Las monjas llevaban blancos, amplios hábitos y blancas y anchas tocas. Me sorprendió ver tantas de pie todavía a esta hora. Se apresuraban por pasillos y escaleras y empujaban carritos llenos de medicamentos. Eran monjas muy buenas y estaban muy ocupadas esa noche. También en la garita de la portería, cerca de la entrada, se encontraba una hermana. Era gruesa y llevaba lentes. Le pregunté acerca del señor Brummer.

—Está con su mujer —me contestó, dejando caer el periódico que estaba leyendo. —Junto a ella yacía el viejo perro, que me miró tristemente, temblando y moviendo la cola—. Los perros no están admitidos en el hospital —me explicó la monja.

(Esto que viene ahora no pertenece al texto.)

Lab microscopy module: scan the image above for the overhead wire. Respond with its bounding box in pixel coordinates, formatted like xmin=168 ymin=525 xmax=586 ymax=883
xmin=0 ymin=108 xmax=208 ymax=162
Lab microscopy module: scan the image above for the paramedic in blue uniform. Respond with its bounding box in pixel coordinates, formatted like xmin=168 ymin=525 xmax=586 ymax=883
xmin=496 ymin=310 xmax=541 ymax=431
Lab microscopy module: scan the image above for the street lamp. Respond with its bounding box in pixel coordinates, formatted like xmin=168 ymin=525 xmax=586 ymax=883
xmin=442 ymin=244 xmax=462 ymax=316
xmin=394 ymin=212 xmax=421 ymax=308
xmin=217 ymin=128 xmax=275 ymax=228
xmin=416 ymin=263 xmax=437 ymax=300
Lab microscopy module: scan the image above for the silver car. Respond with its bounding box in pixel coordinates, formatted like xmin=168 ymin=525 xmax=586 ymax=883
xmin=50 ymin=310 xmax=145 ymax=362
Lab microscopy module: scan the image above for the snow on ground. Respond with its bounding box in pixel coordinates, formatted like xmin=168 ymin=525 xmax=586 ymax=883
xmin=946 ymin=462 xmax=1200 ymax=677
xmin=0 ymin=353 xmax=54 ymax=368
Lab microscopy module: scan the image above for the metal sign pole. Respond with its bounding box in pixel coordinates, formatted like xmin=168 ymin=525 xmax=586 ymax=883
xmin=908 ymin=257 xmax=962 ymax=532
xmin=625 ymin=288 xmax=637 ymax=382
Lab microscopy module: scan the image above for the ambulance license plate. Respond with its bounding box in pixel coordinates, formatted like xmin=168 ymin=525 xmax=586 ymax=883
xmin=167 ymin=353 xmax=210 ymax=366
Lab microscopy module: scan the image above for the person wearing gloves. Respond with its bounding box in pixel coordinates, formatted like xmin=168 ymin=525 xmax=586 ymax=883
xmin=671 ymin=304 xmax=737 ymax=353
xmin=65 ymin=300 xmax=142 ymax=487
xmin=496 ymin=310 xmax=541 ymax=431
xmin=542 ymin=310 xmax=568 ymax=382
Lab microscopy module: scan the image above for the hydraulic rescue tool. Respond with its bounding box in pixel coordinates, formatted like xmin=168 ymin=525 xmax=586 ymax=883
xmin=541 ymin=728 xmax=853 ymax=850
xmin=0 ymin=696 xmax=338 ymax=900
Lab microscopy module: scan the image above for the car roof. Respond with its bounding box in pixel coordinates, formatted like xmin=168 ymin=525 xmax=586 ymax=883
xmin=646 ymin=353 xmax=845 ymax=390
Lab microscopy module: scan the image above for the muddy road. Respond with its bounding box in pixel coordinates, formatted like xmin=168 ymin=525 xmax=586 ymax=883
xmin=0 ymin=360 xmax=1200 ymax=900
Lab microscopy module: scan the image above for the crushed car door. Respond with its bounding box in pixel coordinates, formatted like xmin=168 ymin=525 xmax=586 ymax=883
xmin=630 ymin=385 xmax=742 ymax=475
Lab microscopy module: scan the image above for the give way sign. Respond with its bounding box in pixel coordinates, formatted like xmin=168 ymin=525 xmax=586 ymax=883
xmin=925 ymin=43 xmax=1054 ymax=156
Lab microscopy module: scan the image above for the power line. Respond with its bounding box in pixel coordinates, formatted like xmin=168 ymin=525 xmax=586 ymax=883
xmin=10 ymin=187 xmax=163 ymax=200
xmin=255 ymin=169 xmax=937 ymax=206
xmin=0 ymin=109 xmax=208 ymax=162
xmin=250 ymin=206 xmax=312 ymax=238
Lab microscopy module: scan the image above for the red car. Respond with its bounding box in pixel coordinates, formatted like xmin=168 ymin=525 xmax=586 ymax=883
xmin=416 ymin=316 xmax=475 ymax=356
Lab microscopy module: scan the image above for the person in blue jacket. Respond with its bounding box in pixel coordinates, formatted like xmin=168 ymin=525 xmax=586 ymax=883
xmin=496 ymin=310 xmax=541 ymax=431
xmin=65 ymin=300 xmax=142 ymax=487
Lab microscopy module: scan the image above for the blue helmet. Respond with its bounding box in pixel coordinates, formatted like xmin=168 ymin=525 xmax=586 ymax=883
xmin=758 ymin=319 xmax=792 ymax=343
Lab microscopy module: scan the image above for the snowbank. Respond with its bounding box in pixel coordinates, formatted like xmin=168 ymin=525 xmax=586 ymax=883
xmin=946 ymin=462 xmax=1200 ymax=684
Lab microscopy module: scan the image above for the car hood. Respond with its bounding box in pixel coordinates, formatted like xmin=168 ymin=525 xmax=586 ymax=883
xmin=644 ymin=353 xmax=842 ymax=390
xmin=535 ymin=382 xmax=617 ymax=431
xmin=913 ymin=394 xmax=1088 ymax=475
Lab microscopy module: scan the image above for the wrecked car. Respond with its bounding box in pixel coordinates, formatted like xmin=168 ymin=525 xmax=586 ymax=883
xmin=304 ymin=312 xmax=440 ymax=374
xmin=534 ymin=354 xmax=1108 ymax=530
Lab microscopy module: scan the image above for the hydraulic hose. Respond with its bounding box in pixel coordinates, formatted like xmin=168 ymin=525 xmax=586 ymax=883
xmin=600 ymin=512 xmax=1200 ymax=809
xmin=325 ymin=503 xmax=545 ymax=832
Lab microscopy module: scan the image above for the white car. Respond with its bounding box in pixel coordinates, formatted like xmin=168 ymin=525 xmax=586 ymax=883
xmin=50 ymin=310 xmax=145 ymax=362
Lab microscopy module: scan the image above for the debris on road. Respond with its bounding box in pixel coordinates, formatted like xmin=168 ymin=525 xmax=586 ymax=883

—¿Cómo se encuentra la señora Brummer?

—Nada bien, me temo. Debemos rogar a Dios que le perdone su tremendo pecado.

No comprendí en seguida lo que quería decir, pero luego me di cuenta de que el suicidio, a sus ojos, era un enorme pecado y, posiblemente, no sólo ante los ojos de una monja, sino por principio, y además de que hacía mucho tiempo que yo no había rezado. La última oración que podía recordar la pronuncié en un sótano, cuando la casa acababa del volar por efecto de una mina. Pero, posiblemente, tampoco había sido una verdadera oración...

—Tengo que hablar con el señor Brummer —le dije—. Soy su chofer.

—Suba al primer piso. El corredor a la izquierda, en el recinto de pago. Hable con la vigilante de noche.

En la caja de la escalera había muchas hornacinas y, en las hornacinas aparecían pintados santos del tamaño de niños. Los habían pintado de color azul, rojo y amarillo. Sus coronas relucían doradas. Había pocos santos masculinos, pero muchos femeninos, y delante de todos vasos con flores. Oí resonar fuertemente mis pasos. Una campanilla empezó a tintinear en la vecindad.

La hermana que tenía el turno de noche de la sección de pago se encontraba en su despachito. Era joven y bonita, pero rígida y seria.

—El señor Brummer se encuentra al lado de su esposa.

Estaba en pie junto al armario de los medicamentos y revolvía envases de inyecciones. La luz del techo, tamizada por una pantalla azul, caía sobre ella.

—¿Se salvará?

—Sólo Dios lo sabe.

Había encontrado lo que buscaba. Un paquete de ampollas con la inscripción VERITOL. Se dirigió hacia abajo por el corredor inundado de luz azul. La seguí. Para ponerme en buenas relaciones con ella, le manifesté:

—Lo que ha hecho constituye un gran pecado.

—Un pecado mortal. Que Dios la perdone.

—Amén —concluí.

—La tienda de oxígeno no ha servido para nada. Ni siquiera los medicamentos para la circulación de la sangre. El pulso va bajando. El doctor Schuster va a intentar ahora un lavado de la sangre.

—¿Qué es esto?

—Le sacamos las dos terceras partes de su sangre para sustituirla por otra. Mientras tanto, el doctor Schuster le inyecta Veritol, directamente en el corazón.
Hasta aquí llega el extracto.